Last Wednesday night two teenage boys drowned in the Pella pool at a Fellowship of Christian Athletes event. To add to the tragedy, they were Haitian refugees who had come to the States with their mother following the earthquake. Their father stayed behind in Haiti.
Someone said to me as we were talking about it, "There's a reason for everything." Whenever I hear that, and I hear it a lot, it's like waving a red flag in from of a bull. I want to jump up and down and scream, "No, no, there doesn't have to be a reason!" (I controlled myself however.) Surely, in this case there are clear reasons it happened. The mother signed a waiver noting they couldn't swim. The boys told the counselors at the pool they could. The counselors had forgotten to bring the waivers to the pool. There were 175 teenage boys in the pool splashing around the pool at once. The underwater light was burned out in the area of the pool where the boys drowned. There were all kinds of reasons this happened, but that doesn't mean it happened for a reason.
It wasn't "their time," nor was it "God's plan for their life." I refuse to believe that among all the death and destruction which resulted from the Haitian earthquake that these two boys were delivered from that just so that they could end up drowning in a pool in Pella, IA. What kind of God would do that? Would a loving God rescue this mother and her sons when so many around them perished, only to bring them to the U.S. to die here a few months later? What a cruel joke that would be! It would be like a school yard bully "accidentally" tripping the class nerd, helping him up, then tripping him again as he walks away.

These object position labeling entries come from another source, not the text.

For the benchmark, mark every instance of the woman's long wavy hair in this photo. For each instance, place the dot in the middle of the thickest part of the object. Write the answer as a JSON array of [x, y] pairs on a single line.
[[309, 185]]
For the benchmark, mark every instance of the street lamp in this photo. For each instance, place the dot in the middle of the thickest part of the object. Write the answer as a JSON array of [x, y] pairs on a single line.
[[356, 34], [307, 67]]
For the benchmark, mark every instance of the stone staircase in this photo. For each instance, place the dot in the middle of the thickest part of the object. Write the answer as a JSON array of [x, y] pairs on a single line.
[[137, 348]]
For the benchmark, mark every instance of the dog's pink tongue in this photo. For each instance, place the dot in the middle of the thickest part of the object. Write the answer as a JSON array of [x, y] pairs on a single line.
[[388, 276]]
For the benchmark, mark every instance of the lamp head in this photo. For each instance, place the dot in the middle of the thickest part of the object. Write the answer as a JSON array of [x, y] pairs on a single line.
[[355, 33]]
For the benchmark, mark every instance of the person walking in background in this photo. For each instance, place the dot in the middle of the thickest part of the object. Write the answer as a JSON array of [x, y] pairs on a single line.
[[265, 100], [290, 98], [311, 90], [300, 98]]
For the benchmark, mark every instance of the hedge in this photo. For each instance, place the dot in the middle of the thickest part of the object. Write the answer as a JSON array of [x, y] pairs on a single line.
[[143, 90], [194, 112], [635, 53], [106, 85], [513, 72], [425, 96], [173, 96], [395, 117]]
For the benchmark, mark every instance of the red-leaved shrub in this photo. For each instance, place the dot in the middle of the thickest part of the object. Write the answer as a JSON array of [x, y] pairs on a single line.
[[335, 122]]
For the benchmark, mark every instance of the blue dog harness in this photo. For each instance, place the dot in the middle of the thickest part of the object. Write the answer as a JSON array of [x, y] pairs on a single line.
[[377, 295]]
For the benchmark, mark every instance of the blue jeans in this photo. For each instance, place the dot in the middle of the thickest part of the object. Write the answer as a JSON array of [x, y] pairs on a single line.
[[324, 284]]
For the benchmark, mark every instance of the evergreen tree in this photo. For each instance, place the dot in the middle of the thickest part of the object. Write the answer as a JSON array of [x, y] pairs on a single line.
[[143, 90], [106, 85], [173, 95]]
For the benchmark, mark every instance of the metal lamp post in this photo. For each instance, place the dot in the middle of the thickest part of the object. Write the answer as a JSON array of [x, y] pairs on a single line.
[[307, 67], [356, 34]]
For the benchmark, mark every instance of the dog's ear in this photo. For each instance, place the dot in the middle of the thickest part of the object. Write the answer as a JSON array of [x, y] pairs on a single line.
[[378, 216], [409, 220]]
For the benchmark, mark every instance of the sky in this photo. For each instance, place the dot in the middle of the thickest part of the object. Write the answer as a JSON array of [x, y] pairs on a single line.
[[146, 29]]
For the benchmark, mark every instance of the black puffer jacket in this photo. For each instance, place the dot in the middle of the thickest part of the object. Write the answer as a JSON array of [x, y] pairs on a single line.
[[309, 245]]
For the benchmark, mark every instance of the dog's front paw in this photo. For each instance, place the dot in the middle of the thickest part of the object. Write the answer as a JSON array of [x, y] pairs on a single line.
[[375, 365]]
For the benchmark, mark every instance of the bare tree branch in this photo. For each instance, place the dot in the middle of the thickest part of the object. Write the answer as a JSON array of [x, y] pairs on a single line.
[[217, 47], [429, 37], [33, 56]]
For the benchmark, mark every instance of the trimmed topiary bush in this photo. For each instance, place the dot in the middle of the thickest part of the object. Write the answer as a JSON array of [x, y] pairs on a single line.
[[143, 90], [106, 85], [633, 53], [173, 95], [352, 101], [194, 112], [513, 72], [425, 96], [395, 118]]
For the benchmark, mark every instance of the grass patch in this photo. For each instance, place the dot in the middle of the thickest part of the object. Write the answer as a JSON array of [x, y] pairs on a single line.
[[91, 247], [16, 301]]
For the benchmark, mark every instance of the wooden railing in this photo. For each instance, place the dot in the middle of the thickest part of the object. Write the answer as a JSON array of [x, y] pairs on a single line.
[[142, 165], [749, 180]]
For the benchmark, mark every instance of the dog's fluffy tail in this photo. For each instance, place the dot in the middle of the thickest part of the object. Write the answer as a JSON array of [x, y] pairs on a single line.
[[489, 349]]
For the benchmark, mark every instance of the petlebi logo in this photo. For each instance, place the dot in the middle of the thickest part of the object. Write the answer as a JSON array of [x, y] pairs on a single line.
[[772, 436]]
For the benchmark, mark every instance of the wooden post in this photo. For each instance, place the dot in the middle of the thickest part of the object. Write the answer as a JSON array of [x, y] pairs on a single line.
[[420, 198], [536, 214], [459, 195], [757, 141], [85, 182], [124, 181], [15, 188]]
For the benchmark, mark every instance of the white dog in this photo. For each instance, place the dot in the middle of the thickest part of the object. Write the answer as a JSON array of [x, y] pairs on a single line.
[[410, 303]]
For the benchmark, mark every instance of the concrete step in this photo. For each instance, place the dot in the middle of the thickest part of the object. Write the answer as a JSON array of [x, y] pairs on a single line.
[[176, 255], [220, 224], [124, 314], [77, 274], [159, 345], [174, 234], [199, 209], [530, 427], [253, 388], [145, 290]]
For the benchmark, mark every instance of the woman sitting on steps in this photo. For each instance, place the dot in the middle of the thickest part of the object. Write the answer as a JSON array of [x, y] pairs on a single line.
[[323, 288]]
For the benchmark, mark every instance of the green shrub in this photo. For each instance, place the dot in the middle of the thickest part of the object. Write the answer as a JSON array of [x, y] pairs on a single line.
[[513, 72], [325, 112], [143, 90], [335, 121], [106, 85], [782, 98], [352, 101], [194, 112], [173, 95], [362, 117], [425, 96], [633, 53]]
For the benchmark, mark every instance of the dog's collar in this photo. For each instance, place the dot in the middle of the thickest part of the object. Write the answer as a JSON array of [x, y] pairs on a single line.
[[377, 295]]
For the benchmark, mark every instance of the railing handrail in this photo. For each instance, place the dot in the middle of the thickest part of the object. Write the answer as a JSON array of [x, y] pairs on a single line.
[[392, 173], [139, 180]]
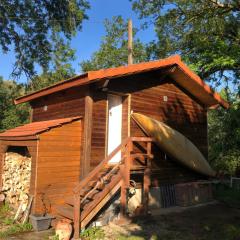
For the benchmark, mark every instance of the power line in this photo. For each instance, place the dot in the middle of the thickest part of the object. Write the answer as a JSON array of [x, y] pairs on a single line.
[[50, 20]]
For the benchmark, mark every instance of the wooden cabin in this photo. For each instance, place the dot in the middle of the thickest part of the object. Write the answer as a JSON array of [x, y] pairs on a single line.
[[97, 108]]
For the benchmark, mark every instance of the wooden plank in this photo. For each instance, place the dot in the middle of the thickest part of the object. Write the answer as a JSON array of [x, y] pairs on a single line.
[[87, 134]]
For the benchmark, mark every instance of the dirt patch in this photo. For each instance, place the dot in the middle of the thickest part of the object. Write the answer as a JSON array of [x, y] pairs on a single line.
[[202, 223]]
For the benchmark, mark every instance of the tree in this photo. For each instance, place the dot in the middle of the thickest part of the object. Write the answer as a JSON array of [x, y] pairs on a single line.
[[205, 32], [28, 26], [61, 66], [113, 50], [224, 136], [10, 115]]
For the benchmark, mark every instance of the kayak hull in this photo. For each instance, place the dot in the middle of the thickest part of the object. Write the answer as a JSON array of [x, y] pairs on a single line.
[[174, 144]]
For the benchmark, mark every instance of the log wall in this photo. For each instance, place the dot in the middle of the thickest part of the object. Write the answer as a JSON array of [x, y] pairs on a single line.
[[32, 148], [68, 103], [58, 165], [165, 101]]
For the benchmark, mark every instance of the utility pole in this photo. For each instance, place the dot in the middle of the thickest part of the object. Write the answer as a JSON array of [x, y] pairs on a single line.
[[130, 43]]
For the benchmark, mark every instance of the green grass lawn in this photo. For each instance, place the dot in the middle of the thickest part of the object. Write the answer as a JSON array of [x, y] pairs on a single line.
[[7, 225]]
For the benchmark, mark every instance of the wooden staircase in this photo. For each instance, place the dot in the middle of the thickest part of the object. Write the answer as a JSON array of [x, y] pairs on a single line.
[[99, 186]]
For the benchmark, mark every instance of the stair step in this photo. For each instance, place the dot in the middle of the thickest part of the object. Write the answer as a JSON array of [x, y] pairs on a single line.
[[65, 211], [142, 156], [90, 208]]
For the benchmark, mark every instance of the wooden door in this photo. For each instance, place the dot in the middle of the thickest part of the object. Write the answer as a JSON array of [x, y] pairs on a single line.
[[114, 125]]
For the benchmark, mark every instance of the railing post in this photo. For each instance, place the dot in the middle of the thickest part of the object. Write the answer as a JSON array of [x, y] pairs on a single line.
[[146, 187], [125, 172], [147, 180], [76, 216]]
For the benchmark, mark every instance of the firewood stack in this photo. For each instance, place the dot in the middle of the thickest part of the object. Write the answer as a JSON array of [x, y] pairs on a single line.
[[16, 179]]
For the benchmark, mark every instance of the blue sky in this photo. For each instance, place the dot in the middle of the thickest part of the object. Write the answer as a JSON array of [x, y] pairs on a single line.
[[87, 41]]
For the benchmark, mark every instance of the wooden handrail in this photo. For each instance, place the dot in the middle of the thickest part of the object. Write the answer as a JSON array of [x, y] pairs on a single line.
[[141, 139], [100, 166], [124, 165]]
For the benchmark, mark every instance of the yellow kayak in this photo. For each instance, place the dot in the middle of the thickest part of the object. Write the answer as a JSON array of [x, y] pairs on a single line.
[[175, 144]]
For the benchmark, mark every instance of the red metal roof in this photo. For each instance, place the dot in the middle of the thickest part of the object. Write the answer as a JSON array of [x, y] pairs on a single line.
[[182, 75], [32, 129]]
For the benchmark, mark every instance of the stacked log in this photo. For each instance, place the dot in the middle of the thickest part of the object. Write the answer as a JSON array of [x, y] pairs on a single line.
[[16, 179]]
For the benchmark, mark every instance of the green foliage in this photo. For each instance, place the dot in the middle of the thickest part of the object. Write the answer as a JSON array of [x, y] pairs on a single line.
[[15, 228], [113, 50], [4, 210], [205, 33], [94, 233], [10, 114], [230, 196], [61, 66], [224, 136], [28, 27]]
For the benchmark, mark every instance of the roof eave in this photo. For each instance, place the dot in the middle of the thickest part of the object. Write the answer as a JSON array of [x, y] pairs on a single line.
[[71, 82]]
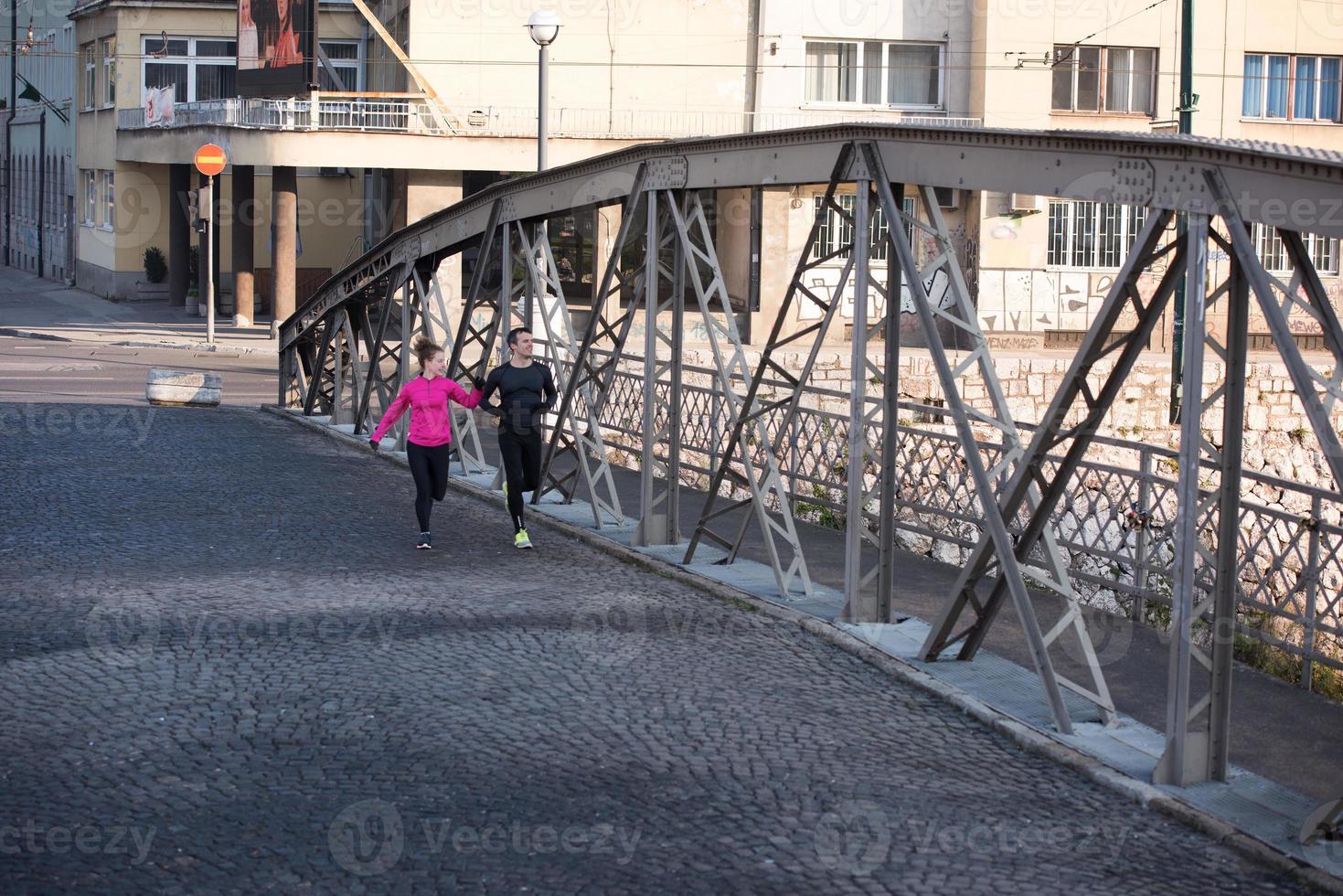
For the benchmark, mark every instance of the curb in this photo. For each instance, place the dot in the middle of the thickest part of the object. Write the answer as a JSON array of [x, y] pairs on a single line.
[[192, 347], [1027, 738]]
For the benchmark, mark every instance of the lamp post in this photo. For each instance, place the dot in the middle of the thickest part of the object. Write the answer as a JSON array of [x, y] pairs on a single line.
[[544, 27]]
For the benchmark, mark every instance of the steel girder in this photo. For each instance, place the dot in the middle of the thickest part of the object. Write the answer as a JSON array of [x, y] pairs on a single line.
[[756, 411], [576, 418], [474, 343], [1143, 171], [761, 473], [384, 355], [429, 305], [1199, 724], [998, 551]]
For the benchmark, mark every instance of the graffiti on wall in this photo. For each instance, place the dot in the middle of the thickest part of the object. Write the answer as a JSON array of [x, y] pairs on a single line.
[[938, 288]]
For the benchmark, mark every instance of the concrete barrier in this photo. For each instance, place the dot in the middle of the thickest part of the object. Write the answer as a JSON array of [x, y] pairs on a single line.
[[179, 389]]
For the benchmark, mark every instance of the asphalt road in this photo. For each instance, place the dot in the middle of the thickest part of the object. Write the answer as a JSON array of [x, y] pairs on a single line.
[[225, 669], [35, 369]]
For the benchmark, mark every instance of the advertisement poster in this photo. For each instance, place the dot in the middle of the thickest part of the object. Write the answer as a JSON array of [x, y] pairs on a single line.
[[277, 43]]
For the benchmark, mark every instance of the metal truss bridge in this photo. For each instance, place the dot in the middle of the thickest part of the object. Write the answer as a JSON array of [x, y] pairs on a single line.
[[343, 355]]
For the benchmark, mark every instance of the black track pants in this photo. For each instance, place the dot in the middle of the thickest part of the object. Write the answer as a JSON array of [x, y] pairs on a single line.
[[521, 457], [429, 466]]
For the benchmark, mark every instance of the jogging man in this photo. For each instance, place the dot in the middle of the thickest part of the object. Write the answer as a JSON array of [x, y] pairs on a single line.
[[527, 391]]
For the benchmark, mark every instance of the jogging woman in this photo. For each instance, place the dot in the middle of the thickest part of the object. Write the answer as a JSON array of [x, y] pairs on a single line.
[[432, 426]]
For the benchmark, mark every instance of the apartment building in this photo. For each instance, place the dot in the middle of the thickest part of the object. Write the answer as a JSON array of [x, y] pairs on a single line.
[[455, 109], [39, 134], [1267, 71]]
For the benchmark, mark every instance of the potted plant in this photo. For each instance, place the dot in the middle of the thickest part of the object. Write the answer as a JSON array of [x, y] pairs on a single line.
[[156, 274]]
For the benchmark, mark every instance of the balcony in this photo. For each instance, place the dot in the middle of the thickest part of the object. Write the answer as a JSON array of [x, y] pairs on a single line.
[[420, 117]]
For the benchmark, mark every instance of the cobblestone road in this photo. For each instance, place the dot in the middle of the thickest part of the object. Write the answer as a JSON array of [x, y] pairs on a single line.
[[226, 669]]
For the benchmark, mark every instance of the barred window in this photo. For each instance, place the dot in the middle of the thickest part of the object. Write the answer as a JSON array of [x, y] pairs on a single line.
[[1085, 234], [836, 231], [1268, 245]]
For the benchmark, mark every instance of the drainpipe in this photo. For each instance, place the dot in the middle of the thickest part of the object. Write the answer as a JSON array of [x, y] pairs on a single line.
[[8, 125], [42, 188], [753, 60]]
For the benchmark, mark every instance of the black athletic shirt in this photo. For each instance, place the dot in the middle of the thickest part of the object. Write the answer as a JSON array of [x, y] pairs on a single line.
[[526, 394]]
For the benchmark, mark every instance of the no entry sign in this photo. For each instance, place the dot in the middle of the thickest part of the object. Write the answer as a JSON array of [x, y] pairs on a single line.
[[209, 160]]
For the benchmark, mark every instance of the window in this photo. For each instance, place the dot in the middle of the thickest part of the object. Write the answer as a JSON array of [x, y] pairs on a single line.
[[195, 68], [344, 57], [91, 83], [109, 200], [1272, 252], [1296, 88], [1124, 83], [875, 73], [109, 71], [1084, 234], [837, 231], [91, 199]]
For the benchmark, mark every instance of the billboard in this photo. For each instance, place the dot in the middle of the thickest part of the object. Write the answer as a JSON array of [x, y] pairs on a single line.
[[277, 48]]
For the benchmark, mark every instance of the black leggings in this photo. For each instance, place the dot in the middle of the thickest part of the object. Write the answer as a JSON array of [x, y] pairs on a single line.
[[429, 466], [521, 457]]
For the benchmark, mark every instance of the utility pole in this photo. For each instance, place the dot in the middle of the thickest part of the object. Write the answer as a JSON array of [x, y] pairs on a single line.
[[1188, 101]]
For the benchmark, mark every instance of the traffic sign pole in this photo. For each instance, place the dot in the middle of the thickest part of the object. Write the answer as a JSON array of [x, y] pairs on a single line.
[[208, 272]]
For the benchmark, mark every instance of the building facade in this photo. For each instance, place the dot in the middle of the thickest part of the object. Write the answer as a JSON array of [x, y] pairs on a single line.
[[427, 102], [39, 139]]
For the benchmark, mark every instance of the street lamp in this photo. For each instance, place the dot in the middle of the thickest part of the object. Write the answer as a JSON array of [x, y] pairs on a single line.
[[544, 27]]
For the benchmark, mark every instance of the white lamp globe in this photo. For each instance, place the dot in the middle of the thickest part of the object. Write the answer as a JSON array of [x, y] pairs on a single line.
[[544, 27]]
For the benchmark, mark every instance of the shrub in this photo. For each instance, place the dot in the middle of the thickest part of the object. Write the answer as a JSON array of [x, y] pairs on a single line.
[[156, 269]]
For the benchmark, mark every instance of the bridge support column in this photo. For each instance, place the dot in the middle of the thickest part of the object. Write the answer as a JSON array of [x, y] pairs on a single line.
[[179, 235], [283, 205], [245, 231]]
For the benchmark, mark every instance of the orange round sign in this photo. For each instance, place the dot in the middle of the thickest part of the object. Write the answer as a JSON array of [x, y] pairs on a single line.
[[209, 160]]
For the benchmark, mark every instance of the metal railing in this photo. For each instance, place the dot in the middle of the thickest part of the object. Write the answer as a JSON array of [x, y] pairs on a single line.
[[1115, 526], [421, 117]]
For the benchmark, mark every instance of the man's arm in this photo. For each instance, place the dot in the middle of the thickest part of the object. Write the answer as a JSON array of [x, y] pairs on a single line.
[[549, 391], [492, 384]]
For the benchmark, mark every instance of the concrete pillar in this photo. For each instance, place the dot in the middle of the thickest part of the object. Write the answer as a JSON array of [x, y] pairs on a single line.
[[245, 228], [283, 203], [206, 258], [603, 242], [179, 234], [217, 228], [779, 251]]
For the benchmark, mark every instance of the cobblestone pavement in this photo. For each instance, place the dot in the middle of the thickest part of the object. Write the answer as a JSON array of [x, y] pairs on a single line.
[[226, 669]]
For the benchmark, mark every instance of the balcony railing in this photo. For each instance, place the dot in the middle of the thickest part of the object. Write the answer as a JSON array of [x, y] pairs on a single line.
[[420, 117]]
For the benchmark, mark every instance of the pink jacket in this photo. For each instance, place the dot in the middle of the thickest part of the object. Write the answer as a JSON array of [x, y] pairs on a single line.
[[432, 421]]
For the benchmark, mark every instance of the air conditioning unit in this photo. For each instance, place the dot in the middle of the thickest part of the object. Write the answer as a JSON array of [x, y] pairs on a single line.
[[1025, 203], [947, 197]]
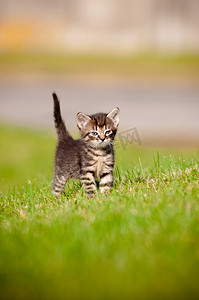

I believe in a God who watched in horror as Haitian cities collapsed on His children. I believe in a God who was desperately trying to get the attention of someone pool side as these boys floundered, but for whatever reason no one did pay attention. I believe in a God who weeps with a heartbroken mother. And I believe in a God who is powerful enough and loving enough to take tragedies like these and reshaped their brokenness into something good and beautiful.